Par ailleurs, nous attachons une grande importance à la co-innovation entre grands donneurs d’ordres, PME, startups industrielles, centres de recherche et universités aussi. C’est dans cette optique que nous avons mis en place un Fonds de soutien à l’innovation industrielle, qui accompagne les entreprises à chaque étape de leurs projets innovants, depuis la phase d’étude jusqu’à l’industrialisation.

À ce jour, 116 projets innovants ont été sélectionnés, pour un montant global de près de 645 millions de dirhams, dont 282 millions de dirhams en soutien direct de l’État. Ces différentes actions convergent vers un même objectif : faire émerger un tissu industriel national plus autonome, plus compétitif et mieux intégré dans les chaînes de valeur mondiales. Et c’est dans cette logique que nous portons l’ambition de passer du «Fabriqué au Maroc» au «Conçu et innové au Maroc», en particulier dans les secteurs à forte intensité technologique.

L’essor de l’industrie de pointe repose sur un capital humain hautement qualifié. Quelles actions sont menées en coordination avec les universités, écoles d’ingénieurs et centres techniques pour aligner les formations sur les nouveaux besoins industriels ?
Les universités et les grandes écoles constituent de véritables incubateurs de compétences, appelées à jouer un rôle central dans la construction de l’industrie du futur au Maroc.
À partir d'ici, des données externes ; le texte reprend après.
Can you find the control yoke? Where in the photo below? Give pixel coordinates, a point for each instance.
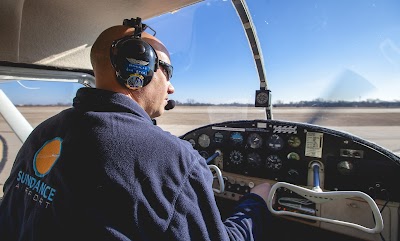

À ce titre, une coordination effective est mise en place entre le secteur industriel, les établissements universitaires et les centres de recherche, dans l’objectif de mieux aligner les résultats de la recherche scientifique sur les besoins du tissu industriel, renforçant ainsi les capacités de production et d’exportation du pays.

Dans ce cadre, trois établissements d’enseignement supérieur placés sous la tutelle du ministère contribuent activement à la formation de compétences en adéquation avec les besoins du tissu industriel national. Il s’agit de l’Institut Supérieur de Commerce et d’Administration des Entreprises (ISCAE), de l’École Centrale de Casablanca et de l’École des Arts et Métiers de Rabat. Ces institutions jouent un rôle clé dans le développement de profils qualifiés adaptés aux exigences actuelles et futures de l’industrie marocaine.

De même, il faut rappeler le succès de partenariats public-privé, tels que celui des IFMIA qui permet de mettre en place des formations spécifiques dans le secteur de l’industrie automobile, répondant ainsi aux besoins des industriels avec des formations non seulement destinées aux nouvelles recrues mais également aux employés en poste. Nous renforçons également les partenariats entre universités et entreprises, notamment à travers des initiatives comme le «Prix de la Compétitivité, Prix du Partenariat Université-Entreprise», organisé en partenariat avec le ministère de l’Enseignement supérieur, de la Recherche scientifique et de l’Innovation.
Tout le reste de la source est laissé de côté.